In the Berkeley RISC design, only eight registers out of a total of 64 are visible to the programs. The complete set of registers are known as the register file, and any particular set of eight as a window. The file allows up to eight procedure calls to have their own register sets. As long as the program does not call down chains longer than eight calls deep, the registers never have to be spilled, i.e. saved out to main memory or cache which is a slow process compared to register access. For many programs a chain of six is as deep as the program will go.

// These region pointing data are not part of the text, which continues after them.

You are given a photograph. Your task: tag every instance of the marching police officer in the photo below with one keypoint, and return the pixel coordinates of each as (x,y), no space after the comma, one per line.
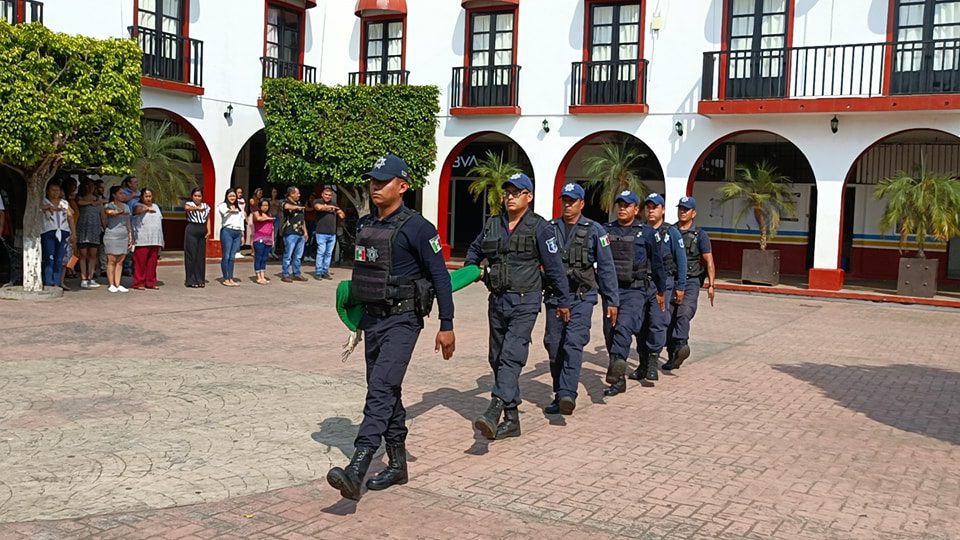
(583,242)
(515,246)
(637,258)
(398,268)
(696,241)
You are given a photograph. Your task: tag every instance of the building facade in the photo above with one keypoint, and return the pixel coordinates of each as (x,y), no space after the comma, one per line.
(838,94)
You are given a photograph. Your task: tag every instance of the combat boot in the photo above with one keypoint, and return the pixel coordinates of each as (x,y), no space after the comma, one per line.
(396,472)
(510,427)
(349,479)
(487,422)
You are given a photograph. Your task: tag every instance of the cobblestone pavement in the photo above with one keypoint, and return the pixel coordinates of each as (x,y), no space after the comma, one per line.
(190,413)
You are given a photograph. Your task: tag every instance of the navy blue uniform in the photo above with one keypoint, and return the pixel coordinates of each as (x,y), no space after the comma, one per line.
(511,315)
(565,341)
(390,339)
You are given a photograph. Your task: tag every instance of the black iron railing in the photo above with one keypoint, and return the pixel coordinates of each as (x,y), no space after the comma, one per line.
(274,68)
(607,82)
(854,70)
(379,77)
(485,86)
(170,57)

By comparison, the Sun Microsystems SPARC architecture provides simultaneous visibility into four sets of eight registers each. Three sets of eight registers each are "windowed". Eight registers (i0 through i7) form the input registers to the current procedure level. Eight registers (L0 through L7) are local to the current procedure level, and eight registers (o0 through o7) are the outputs from the current procedure level to the next level called. When a procedure is called, the register window shifts by sixteen registers, hiding the old input registers and old local registers and making the old output registers the new input registers. The common registers (old output registers and new input registers) are used for parameter passing. Finally, eight registers (g0 through g7) are globally visible to all procedure levels.

The AMD 29000 improved the design by allowing the windows to be of variable size, which helps utilization in the common case where fewer than eight registers are needed for a call. It also separated the registers into a global set of 64, and an additional 128 for the windows.

Register windows also provide an easy upgrade path. Since the additional registers are invisible to the programs, additional windows can be added at any time. For instance, the use of object-oriented programming often results in a greater number of "smaller" calls, which can be accommodated by increasing the windows from eight to sixteen for instance. This was the approach used in the SPARC, which has included more register windows with newer generations of the architecture. The end result is fewer slow register window spill and fill operations because the register windows overflow less often.